Daniel Aumond et Adrianne Charbonneau Cyr font partie de la jeune relève agricole. Propriétaire depuis 2013, Daniel Aumond a abandonné une carrière en boucherie et quitté Maniwaki pour venir s’installer sur le chemin de Ferme-Rouge. Il a dû affronter toutes les difficultés d’une reprise de ferme sans lien familial : « C’est une énorme pression financière au départ, beaucoup de capital. Après cinq ans à faire nos preuves ça va mieux, on commence à avoir plus d’aide, mais au départ c’était très difficile ».

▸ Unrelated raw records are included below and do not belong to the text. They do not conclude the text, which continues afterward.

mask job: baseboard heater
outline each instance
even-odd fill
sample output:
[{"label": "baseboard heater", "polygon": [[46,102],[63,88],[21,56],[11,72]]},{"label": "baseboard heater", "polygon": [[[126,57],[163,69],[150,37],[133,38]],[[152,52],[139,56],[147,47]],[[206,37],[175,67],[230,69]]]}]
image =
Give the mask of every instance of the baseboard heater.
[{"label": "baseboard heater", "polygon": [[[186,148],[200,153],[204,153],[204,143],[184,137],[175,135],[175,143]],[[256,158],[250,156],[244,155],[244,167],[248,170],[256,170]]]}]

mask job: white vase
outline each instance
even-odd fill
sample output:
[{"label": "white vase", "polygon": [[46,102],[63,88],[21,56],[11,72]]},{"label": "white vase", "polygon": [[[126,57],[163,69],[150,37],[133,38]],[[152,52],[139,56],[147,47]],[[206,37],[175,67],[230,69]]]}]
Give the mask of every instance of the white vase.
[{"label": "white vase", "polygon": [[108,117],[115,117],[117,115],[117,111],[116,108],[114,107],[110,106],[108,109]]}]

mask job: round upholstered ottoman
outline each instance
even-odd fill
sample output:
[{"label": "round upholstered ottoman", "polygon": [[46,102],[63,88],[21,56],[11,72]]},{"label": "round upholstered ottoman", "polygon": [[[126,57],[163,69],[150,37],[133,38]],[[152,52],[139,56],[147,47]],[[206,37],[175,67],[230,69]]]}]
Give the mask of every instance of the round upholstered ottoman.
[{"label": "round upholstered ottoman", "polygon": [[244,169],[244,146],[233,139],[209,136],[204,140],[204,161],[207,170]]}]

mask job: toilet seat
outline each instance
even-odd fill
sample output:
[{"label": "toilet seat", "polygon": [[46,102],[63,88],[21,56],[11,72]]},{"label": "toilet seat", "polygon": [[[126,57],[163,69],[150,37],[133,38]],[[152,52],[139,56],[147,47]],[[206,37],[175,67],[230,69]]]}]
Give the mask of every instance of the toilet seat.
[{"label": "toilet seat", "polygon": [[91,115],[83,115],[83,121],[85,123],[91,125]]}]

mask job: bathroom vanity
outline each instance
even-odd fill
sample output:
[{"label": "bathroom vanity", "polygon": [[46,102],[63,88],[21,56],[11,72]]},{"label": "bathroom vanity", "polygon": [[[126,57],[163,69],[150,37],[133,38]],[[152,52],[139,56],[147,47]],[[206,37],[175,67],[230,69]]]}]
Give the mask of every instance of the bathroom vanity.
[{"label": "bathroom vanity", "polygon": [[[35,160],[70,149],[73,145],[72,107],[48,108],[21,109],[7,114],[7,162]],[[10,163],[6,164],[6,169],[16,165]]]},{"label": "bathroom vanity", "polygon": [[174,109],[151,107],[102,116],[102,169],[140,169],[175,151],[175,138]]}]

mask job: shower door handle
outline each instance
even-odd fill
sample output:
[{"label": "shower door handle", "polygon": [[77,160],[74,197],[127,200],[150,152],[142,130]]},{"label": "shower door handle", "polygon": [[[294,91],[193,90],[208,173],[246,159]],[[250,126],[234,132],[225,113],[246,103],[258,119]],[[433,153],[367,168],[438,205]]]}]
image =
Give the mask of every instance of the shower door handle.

C’est que les incitatifs pour reprendre les fermes lorsque les nouveaux agriculteurs sont non apparentés sont pratiquement inexistants, même si la volonté est de garder l’échelle familiale de la ferme. La profession rebute plusieurs, en raison de l’engagement que certains voient comme une prison selon Adriane, pour qui c’est plutôt un mode de vie : « Oui c’est du travail chaque jour. Mais on voit tout de suite le fruit de notre labeur. C’est un choix de vie très familiale, avec des responsabilités, mais aussi beaucoup de liberté ».

L’aide des proches et du voisinage est très sentie, notamment lorsque Daniel s’est blessé, il a reçu de l’aide pour modifier son système de traie afin de le placer sur des rails permettant ainsi à Adriane et lui de ne plus avoir à soulever les trayons. Ils ont même installé un porte-bébé sur le rail, qui leur permet de faire le train quotidien en compagnie de leur poupon.

« Qui peut se vanter de travailler comme ça avec son bébé? On est très bien ici », déclare Adriane avec un large sourire.

Problème d’intimidation?

Récemment, certains agriculteurs se sont plaints d’être visés par de la cyberintimidation d’activistes véganes. Un phénomène qui ne touche pas encore les membres de l’UPA de la Lièvre selon Michel Genest : « C’est très minime chez nos membres. C’est sûr qu’il y a certaines discussions, mais on réussit encore à faire comprendre que nos agriculteurs ont à cœur le bien-être de leurs animaux ».

Il ajoute qu’il faut être proactif afin de montrer les fermes à échelle humaine présentes dans la grande région d’Outaouais-Laurentides. Une mission accomplie pour Adriane et Daniel avec cette journée portes ouvertes réussie.